- Former logo
- Developer(s): Eleon Game Studios
- Publisher(s): Eleon Game Studios
- Engine: Unity
- Platform(s): Microsoft Windows
- Release: 5 August 2020
- Genre(s): adventure, sandbox, survival, space flight simulation
- Mode(s): Single-player, multiplayer

= Empyrion - Galactic Survival =

Open world game

Empyrion - Galactic Survival is an open-world sandbox adventure game. It was released via early access on 5 August 2015 by Eleon Game Studios.

== Gameplay ==
New players crash land on an alien planet, where they must survive a hostile environment full of strange creatures, environmental hazards like acid rain or irradiated fog. They start out with a weapon/gathering tool, flashlight, and a bit of food depending on difficulty. Players need to forage to find rarer materials and food to stay alive. Using a portable constructor they can create with their advanced armor suit, they can build a variety of objects and components for advanced crafting, including bases, hoverbikes, ground hovercraft vehicles, and spaceships. As of the 1.10 update, players can build hoverbikes, hover vessels, small vessels, and larger capital vessels.

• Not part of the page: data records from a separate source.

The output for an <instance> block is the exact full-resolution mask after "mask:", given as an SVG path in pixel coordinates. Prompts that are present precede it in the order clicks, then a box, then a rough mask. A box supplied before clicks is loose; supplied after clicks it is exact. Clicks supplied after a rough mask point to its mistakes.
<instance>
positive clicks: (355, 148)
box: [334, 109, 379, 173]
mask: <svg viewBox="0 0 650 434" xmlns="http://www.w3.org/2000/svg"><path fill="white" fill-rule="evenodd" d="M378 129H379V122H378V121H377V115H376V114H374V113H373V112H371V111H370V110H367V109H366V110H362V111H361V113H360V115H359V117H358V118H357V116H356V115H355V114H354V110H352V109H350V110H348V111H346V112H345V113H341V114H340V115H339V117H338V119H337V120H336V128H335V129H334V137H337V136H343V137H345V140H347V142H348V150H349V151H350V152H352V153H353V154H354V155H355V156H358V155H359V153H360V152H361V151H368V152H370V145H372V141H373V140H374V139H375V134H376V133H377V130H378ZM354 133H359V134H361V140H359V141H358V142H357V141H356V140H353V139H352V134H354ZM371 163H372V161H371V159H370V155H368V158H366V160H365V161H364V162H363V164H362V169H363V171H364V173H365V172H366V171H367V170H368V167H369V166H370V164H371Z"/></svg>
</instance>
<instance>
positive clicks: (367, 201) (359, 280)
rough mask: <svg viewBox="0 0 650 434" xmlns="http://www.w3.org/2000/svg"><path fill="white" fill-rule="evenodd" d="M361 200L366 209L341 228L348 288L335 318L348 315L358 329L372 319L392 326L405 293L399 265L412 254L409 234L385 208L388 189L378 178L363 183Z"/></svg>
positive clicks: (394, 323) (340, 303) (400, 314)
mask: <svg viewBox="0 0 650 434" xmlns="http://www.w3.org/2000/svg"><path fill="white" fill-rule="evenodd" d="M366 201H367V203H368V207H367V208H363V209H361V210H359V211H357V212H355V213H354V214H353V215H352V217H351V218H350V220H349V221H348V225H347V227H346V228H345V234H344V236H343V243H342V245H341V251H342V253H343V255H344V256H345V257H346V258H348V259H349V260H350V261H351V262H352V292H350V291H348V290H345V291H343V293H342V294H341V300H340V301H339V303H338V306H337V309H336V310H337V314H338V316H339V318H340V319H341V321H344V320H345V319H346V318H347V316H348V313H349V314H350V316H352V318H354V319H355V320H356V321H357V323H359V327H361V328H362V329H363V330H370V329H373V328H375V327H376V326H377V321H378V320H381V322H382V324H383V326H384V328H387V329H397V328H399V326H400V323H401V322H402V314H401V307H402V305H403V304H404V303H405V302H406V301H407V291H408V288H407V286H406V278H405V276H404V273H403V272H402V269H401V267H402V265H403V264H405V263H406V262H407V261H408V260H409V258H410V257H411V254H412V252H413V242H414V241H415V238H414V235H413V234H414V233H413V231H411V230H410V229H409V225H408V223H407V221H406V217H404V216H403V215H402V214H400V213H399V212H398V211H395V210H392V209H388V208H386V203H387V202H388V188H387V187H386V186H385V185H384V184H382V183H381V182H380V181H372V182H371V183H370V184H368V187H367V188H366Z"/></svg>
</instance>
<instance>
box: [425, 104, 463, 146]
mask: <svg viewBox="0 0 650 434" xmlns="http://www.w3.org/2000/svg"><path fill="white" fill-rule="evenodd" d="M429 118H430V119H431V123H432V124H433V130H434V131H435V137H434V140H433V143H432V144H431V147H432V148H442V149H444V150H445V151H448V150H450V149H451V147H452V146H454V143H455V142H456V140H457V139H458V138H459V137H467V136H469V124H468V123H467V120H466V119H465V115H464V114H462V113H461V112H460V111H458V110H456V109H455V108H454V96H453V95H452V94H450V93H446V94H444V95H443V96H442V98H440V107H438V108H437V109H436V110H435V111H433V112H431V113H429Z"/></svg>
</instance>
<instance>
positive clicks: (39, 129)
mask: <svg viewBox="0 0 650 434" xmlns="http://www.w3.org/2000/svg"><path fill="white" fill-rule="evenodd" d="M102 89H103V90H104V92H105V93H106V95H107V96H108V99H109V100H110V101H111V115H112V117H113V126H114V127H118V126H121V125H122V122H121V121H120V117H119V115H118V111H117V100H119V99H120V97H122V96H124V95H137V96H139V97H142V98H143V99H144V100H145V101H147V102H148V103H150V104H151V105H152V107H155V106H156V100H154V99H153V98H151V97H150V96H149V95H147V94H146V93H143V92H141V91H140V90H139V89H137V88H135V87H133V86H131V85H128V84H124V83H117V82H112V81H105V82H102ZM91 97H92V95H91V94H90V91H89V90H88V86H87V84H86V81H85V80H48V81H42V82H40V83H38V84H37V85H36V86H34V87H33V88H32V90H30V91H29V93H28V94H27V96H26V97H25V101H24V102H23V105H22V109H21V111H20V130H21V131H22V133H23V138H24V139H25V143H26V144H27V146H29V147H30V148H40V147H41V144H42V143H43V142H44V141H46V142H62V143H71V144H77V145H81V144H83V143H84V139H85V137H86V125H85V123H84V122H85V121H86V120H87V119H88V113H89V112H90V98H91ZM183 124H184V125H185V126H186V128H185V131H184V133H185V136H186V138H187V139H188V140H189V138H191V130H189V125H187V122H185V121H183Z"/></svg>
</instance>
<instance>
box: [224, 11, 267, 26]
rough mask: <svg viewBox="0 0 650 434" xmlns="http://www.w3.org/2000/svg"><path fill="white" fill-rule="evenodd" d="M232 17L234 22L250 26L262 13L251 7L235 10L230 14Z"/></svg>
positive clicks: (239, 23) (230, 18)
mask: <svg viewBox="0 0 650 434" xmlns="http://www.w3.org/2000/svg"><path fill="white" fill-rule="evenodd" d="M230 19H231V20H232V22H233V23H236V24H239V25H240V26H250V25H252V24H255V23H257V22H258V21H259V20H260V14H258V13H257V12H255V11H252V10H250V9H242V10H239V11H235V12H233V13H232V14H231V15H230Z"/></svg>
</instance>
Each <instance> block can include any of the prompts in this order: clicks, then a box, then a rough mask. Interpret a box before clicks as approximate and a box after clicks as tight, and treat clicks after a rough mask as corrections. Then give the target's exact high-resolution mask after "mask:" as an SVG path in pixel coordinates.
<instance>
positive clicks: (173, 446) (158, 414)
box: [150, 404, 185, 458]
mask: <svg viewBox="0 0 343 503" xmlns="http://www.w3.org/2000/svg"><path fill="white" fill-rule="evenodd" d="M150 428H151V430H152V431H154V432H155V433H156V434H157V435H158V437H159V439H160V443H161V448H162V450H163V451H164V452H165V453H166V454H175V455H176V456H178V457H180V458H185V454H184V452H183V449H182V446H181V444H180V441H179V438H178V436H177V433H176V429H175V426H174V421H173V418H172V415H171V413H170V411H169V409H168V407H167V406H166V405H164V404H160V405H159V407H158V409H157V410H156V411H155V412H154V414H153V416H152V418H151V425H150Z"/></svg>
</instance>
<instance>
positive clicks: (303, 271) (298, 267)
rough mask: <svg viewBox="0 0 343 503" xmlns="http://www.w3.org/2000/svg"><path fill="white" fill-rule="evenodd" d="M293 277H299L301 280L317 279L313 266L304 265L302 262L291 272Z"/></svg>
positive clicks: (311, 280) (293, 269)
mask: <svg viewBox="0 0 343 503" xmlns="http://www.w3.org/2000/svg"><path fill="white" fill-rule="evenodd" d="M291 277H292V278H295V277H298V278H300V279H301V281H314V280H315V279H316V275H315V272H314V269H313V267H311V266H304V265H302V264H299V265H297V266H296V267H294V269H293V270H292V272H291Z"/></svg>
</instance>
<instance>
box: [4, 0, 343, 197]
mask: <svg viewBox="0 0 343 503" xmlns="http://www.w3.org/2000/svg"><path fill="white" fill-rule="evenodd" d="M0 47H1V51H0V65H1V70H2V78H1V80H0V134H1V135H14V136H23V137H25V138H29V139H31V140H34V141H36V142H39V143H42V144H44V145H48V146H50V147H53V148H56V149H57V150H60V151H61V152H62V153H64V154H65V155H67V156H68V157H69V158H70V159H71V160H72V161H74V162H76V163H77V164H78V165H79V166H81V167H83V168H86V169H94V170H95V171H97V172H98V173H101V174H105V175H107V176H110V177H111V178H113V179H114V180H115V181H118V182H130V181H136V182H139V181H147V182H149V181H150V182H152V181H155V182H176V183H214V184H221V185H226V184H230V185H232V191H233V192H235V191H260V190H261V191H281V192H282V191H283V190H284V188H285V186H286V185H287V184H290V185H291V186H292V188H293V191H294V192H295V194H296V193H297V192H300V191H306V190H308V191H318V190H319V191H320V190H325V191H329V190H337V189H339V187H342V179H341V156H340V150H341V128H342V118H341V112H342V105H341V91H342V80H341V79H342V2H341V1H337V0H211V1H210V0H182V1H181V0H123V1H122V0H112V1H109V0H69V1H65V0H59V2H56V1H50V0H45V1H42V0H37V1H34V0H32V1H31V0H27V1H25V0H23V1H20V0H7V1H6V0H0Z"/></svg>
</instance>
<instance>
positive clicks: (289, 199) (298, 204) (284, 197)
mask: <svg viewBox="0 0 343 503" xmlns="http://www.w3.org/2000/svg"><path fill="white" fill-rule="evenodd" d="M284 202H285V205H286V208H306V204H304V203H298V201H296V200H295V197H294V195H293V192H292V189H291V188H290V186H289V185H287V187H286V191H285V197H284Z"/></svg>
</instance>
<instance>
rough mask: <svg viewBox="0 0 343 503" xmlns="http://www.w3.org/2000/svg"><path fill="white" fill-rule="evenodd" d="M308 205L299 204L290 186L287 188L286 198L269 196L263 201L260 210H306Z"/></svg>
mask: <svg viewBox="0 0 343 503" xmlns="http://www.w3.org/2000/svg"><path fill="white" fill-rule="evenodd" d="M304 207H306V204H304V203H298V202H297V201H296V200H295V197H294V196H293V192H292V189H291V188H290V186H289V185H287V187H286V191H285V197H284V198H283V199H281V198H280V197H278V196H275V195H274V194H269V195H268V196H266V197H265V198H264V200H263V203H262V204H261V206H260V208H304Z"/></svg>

In multiplayer, the planets are persistent worlds, and players can interact with each other, including trading and player versus player combat.

== Development ==
Empyrion was designed to focus on making exploration interesting. In an interview, the team referenced a German proverb that translates to "the journey is the reward". Comparing their game to No Man's Sky, Eleon said they wanted to make exploration fun first, then work on expanding the game to support a massive number of planets. A rotating number of player-created schematics for bases and ships are featured in-game, and surveys determine what features Eleon prioritizes. The game left early access alpha in 2020.